Lubyanka KGB Headquarters
Lubyanka Square in downtown Moscow is the site of the site of the Lubyanka head-quarters of the KGB. KGB directors from Lavrentiya Beriya to Yuriy Andropov had their office on the third floor of the building. The center of the square was dominated centre by a statue of Felix Dzerzhinsky, founder of the first communist secret police, the Cheka. Like many others, the statue was removed in August 1991.
The Lubyanka actually consists of three buildings.

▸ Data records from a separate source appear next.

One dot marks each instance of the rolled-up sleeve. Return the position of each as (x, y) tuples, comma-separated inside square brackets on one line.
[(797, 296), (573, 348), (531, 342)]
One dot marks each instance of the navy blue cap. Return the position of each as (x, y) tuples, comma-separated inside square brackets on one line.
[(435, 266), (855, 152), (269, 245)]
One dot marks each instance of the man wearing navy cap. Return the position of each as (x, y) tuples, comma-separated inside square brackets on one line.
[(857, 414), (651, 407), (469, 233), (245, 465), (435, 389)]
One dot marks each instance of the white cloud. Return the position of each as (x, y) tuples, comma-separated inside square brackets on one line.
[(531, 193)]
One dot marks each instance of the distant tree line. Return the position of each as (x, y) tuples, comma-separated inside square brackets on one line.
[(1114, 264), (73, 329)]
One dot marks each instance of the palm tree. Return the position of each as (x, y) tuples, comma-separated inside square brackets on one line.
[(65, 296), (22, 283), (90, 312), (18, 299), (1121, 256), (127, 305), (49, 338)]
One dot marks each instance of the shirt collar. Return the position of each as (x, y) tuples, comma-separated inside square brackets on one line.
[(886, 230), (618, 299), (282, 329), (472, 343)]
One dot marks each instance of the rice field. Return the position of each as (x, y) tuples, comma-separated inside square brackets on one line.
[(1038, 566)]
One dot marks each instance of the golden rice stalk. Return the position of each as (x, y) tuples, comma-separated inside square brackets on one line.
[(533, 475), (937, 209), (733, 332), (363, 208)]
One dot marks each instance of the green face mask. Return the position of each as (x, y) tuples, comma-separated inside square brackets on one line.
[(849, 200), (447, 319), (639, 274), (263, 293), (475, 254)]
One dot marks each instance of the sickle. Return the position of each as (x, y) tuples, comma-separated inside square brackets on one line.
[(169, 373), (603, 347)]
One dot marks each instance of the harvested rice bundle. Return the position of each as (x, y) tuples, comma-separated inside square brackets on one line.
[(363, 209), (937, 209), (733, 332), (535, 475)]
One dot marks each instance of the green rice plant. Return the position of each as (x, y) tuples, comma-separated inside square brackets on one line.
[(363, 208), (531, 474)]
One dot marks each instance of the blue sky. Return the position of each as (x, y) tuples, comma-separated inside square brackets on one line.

The main yellow building, which is often shown on television, predates the Revolution and was taken over by the Bolsheviks in 1918. Containing the Lubyanka prison, this building is now the headquarters of the Border Troops, and it also contains a single Federal Security Service (FSB) Directorate. The Federal Security Service headquarters building is the gray one to left side, No. 1/3. whose construction began under Andropov and was finished under Chebrikov.
It's a myth that the KGB tortured people in its 'basements.' There were no 'basements.' There was the internal prison in the famous pre-revolutionary building on Lubyanskaya Square, on the seventh floor.
Since 1984 (when KGB chief Yuri Andropov became chairman of the Communist Party and decided to improve the KGB's public image) tourists have been able to visit a KGB museum in a gray stone building behind the Lubyanka. The upper floors are KGB offices, but the ground floors are used for conferences and a clubroom for retired KGB offices, featuring a disco, among other things. And since the Soviet collapse in 1991, Russia's intelligence agencies have tried to create an impression of openness, giving guided tours through the yellow Lubyanka. The new KGB Museum, which is open to the public, is housed in the Lubyanka building. Across the square from the Lubyanka is Dyetsky Mir (Children's World), the largest children's shop in the country.